18F/confidential-survey

View on GitHub
README.md

Summary

Maintainability
Test Coverage
[![Code Climate](https://codeclimate.com/github/18F/confidential-survey/badges/gpa.svg)](https://codeclimate.com/github/18F/confidential-survey) [![Test Coverage](https://codeclimate.com/github/18F/confidential-survey/badges/coverage.svg)](https://codeclimate.com/github/18F/confidential-survey/coverage) [![Dependency Status](https://gemnasium.com/18F/confidential-survey.svg)](https://gemnasium.com/18F/confidential-survey) [![security](https://hakiri.io/github/18F/confidential-survey/develop.svg)](https://hakiri.io/github/18F/confidential-survey/develop) [![Build Status](https://circleci.com/gh/18F/confidential-survey.svg?style=shield&circle-token=:circle-token)](https://circleci.com/gh/18F/confidential-survey.svg?style=shield&circle-token=:circle-token)
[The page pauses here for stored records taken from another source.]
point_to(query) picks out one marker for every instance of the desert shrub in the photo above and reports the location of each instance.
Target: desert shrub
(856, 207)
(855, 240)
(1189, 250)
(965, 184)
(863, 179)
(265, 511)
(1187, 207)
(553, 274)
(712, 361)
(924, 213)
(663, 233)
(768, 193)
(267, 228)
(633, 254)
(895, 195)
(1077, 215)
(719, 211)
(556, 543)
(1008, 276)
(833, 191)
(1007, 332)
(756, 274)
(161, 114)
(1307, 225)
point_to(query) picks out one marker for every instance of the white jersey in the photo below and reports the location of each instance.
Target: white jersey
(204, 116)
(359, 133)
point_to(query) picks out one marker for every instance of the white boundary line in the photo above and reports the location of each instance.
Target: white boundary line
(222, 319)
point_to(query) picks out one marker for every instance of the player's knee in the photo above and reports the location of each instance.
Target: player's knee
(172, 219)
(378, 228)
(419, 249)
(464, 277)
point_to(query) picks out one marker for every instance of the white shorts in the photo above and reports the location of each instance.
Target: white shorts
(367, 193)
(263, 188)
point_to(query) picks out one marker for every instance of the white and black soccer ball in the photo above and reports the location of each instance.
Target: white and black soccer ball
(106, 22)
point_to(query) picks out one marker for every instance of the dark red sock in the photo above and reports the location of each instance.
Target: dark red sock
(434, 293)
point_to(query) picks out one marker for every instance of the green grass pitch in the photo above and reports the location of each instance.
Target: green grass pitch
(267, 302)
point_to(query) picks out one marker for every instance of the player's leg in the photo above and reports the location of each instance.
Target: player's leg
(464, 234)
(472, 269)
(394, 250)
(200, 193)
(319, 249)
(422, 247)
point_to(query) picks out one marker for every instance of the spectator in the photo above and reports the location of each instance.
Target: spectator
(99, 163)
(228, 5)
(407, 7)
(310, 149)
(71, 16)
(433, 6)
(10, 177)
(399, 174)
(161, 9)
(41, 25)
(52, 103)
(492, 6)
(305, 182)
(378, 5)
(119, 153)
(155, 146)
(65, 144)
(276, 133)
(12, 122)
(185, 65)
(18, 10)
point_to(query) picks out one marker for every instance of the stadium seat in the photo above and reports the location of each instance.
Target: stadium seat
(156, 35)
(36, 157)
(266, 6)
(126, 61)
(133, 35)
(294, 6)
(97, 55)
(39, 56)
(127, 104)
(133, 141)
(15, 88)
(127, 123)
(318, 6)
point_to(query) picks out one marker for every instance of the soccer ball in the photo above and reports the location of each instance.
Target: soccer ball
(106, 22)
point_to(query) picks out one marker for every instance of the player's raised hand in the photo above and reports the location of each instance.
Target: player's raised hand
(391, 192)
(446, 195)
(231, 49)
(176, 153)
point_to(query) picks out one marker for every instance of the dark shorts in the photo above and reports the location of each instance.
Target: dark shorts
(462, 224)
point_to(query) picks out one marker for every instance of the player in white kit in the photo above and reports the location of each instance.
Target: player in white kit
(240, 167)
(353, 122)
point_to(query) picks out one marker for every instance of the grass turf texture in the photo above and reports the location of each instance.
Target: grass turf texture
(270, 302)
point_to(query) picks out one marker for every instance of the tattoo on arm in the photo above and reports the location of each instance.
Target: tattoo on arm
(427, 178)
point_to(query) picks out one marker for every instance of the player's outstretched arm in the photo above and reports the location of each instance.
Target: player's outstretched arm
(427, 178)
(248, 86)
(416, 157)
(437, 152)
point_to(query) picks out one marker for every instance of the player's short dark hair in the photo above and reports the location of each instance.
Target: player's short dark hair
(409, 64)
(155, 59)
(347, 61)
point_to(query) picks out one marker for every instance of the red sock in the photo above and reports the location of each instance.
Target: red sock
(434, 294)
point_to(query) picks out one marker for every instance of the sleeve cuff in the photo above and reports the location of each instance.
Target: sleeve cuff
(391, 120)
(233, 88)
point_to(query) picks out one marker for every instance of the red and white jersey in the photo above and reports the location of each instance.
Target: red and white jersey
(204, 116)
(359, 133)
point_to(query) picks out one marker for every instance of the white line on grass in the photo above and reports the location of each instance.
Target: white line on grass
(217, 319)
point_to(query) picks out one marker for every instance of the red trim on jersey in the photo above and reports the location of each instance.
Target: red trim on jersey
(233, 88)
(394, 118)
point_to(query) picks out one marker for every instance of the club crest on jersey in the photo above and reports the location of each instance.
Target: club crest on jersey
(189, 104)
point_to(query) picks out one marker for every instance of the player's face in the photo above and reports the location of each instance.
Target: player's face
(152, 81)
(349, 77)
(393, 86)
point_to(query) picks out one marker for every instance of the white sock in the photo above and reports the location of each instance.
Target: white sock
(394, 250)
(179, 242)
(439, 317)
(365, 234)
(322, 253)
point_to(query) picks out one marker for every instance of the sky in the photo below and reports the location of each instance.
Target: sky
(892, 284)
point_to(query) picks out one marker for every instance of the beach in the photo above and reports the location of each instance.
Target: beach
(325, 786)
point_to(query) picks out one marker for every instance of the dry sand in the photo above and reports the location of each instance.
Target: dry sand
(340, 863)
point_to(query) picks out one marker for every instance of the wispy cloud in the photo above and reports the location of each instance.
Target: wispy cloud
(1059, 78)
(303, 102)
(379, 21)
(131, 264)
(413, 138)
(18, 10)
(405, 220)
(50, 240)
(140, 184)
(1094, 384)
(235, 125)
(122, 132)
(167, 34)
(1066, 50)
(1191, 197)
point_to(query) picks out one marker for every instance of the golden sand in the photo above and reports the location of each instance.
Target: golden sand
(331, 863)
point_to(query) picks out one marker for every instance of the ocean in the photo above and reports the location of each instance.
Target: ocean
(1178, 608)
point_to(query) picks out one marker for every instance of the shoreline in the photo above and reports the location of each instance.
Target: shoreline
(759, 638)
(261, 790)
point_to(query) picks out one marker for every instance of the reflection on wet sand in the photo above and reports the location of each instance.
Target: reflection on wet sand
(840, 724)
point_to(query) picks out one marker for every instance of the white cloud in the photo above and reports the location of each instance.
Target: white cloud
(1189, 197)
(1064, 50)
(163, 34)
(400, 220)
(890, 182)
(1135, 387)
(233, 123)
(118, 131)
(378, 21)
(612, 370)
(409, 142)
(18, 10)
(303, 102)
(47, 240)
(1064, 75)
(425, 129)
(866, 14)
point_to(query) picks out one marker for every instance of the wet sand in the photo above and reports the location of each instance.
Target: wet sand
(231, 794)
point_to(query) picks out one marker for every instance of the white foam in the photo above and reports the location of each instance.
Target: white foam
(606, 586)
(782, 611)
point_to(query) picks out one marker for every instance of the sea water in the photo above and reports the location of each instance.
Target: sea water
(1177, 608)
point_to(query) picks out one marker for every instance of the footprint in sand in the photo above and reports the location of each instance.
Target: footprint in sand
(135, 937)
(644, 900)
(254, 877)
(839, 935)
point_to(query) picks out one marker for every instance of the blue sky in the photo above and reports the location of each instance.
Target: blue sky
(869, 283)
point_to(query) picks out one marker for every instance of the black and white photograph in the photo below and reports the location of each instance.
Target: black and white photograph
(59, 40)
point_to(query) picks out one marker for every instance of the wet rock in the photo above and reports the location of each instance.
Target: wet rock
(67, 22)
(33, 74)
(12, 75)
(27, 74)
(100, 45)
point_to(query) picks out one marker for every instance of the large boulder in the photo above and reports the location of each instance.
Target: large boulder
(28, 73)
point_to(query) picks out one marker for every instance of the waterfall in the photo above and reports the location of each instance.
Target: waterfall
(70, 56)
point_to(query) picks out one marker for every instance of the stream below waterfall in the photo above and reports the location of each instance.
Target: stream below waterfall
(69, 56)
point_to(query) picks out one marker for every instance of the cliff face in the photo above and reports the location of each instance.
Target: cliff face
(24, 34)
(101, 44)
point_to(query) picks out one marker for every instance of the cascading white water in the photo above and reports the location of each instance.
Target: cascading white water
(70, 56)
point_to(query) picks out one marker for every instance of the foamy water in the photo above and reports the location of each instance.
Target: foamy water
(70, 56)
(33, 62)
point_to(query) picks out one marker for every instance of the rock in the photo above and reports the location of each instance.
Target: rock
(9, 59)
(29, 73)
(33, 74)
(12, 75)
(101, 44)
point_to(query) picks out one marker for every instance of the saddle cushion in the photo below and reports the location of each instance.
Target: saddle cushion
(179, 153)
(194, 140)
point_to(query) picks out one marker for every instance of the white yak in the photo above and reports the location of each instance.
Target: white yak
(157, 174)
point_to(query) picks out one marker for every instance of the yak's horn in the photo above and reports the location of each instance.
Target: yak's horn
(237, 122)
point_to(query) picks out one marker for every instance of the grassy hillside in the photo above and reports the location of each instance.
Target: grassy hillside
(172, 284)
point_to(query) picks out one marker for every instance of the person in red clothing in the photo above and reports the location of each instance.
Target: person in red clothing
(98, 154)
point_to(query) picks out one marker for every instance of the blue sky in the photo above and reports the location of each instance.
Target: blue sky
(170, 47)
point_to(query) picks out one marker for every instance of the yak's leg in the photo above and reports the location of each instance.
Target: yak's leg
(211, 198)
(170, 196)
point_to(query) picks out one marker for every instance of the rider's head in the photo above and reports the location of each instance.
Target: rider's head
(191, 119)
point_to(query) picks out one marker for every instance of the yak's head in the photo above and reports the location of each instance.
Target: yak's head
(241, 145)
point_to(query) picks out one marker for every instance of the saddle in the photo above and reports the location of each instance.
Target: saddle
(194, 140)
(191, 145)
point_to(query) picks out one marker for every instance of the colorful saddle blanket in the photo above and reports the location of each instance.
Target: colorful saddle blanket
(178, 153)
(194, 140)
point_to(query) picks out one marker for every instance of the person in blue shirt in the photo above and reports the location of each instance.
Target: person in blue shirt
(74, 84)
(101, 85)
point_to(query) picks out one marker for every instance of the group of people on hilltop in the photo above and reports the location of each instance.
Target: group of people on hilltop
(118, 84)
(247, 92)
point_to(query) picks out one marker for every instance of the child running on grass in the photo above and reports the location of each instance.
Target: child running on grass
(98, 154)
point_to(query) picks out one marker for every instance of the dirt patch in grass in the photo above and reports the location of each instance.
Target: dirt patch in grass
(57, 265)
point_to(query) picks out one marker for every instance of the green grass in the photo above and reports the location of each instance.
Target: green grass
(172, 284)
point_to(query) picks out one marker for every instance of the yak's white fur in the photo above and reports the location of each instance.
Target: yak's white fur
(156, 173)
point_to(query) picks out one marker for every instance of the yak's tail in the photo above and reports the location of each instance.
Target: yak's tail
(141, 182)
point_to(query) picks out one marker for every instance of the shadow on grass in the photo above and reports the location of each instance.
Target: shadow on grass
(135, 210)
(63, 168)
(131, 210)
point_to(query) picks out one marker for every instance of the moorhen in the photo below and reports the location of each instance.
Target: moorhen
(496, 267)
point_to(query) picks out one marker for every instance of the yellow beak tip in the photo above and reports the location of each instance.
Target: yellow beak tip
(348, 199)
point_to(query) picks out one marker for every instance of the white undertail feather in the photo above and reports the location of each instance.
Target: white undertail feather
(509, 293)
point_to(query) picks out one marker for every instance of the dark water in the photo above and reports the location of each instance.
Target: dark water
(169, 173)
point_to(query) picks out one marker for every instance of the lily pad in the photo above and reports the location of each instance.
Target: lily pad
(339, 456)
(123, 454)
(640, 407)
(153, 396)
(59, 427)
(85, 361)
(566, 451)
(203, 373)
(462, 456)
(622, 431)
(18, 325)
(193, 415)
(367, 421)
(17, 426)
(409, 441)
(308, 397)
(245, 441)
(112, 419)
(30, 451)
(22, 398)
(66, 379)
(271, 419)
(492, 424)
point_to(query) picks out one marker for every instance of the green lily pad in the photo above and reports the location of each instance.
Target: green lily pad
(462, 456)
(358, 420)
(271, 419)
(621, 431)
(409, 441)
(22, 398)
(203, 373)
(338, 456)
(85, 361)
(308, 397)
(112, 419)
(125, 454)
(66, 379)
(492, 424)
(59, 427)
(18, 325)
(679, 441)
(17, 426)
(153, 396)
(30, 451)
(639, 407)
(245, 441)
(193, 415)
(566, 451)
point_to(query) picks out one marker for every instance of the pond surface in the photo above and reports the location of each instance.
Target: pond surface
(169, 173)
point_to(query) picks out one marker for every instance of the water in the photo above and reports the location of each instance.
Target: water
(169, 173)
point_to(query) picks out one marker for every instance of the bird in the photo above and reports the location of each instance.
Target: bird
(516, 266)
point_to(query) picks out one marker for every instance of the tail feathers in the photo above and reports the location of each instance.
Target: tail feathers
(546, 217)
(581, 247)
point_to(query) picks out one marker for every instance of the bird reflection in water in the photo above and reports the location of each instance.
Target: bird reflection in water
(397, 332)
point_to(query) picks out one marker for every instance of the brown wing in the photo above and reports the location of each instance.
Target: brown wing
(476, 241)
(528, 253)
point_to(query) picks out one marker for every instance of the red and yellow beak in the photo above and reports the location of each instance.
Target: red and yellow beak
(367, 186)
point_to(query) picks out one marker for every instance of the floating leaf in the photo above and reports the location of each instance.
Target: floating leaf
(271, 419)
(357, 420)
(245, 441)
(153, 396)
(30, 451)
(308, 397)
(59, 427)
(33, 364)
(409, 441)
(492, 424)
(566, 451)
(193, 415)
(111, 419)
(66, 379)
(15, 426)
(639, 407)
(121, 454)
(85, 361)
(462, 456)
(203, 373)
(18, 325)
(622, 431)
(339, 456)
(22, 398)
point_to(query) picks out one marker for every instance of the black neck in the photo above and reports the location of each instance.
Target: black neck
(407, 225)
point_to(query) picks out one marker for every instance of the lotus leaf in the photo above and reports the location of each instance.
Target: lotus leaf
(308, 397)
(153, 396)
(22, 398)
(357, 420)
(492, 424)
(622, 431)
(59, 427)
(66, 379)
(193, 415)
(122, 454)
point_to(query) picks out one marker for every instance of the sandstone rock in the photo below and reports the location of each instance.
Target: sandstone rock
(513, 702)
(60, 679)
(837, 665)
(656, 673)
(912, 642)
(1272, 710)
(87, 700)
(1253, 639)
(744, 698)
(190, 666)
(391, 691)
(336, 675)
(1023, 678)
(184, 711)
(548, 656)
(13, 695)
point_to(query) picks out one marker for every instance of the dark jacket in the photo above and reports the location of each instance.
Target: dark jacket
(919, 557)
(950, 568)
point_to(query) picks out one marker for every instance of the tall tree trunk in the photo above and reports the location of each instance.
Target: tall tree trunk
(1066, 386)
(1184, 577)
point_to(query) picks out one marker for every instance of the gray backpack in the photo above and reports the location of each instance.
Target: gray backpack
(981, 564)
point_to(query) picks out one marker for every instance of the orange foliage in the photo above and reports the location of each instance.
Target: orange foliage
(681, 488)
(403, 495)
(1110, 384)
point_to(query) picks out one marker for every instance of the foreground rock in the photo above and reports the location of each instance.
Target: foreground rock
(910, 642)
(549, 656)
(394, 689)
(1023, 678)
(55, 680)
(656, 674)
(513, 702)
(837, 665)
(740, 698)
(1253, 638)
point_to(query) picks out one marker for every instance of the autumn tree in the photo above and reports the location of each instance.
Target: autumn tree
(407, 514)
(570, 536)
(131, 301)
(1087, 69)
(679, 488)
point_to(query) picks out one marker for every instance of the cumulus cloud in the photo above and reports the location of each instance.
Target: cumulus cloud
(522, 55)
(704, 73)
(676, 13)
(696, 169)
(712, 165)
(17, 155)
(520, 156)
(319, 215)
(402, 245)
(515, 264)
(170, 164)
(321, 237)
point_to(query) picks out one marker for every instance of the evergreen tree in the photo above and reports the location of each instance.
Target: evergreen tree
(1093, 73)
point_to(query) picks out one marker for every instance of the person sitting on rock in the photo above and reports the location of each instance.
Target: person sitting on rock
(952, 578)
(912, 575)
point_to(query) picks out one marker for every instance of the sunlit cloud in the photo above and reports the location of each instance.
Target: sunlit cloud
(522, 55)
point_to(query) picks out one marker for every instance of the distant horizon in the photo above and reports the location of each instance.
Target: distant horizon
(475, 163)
# Confidential Survey (v 0.2.1)

This is an application for gathering responses from confidential
surveys in a way that doesn't result in a large table of sensitive
records.

The basic idea is to not store individual form responses as records
but instead only use the survey response just to increment the
appropriate counters. This allows us to derive the statistics we want
to ultimately measure without assembling a large database of private
responses. This principle of collecting only the minimum amount of
information is also known as
[Datensparsamkeit](http://martinfowler.com/bliki/Datensparsamkeit.html),
which is just a cool word to say.

![Survey Data Flow](doc/confidential-survey-data-flow.png)

So, if we had a survey on ice cream and we wanted to ask employees:
- Do you like ice cream? (Yes/No/Prefer Not To Answer)
- What flavors do you like? (Chocolate/Vanilla/...)
- What toppings do you want on your sundae? (Sprinkles/Hot Fudge/..)
- What is your favorite brand? (Fill in the Blank)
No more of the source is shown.